A third questionable element of the Dubai equation is its environmental feasibility. While much of the city has been thrown up in an era of arguably greater awareness of green issues, the modern city has been designed as if global warming did not exist. Cars dominate a U.S.-style cityscape that is massively inefficient in terms of energy, and while the first phase of a new multi-billion dollar four-line metro project is scheduled to be operational by May 2009, this represents no more than a relatively small fraction of potential trips.

Similarly, Dubai's development strategy - based as it is on cheap mass international transport -- is highly vulnerable to any environmental or economic shocks. Even relatively small rises in the cost of jet fuel -- rises which are being mooted by governments the world over in response to global warming and which will make long distance air travel considerably less affordable -- could make Dubai a much less attractive prospect for shopping sprees, let alone indoor skiing.

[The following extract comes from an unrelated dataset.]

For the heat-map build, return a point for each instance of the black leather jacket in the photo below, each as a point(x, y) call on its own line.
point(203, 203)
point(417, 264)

Finally, and perhaps most disturbingly, the Dubai development model seems to make little allowance for spiritual and cultural sustenance: seemingly designed by Mickey Mouse, it is a city which is the last word in ersatz. Dubai is where fake Eiffel Towers vie for their place in a disjointed urban milieu with artificial ski slopes, oversize theme parks and gigantic cathedrals of consumption.

Predictably for a place where the cranes of the Saudi Binladin Group loom large across the landscape, Dubai represents perhaps a pinnacle in the realization of a certain form of soulless materialism. With similar inevitability, it is renowned as the prostitution and human trafficking capital of the Middle East, with amongst the most open soliciting and exploitation of women and children found anywhere in the world.

In terms of statistics, Dubai's economic development is undoubtedly impressive: any city state with $100 billion of projects currently being built or starting construction imminently cannot -- at least in one sense -- be said to have fallen short in the scale of its ambition.

But outside a handful of Persian Gulf Dubai-wannabees such as other emirates in the UAE and perhaps Doha and Muscat, the Dubai model will be very difficult to replicate. And even if the conditions should arise to make emulation possible, those undertaking such a task should have no illusions about the technical, social, environmental, cultural and spiritual limitations of the paradigm; in trying to make their entities more like Dubai, they may simply end up making them resemble Las Vegas.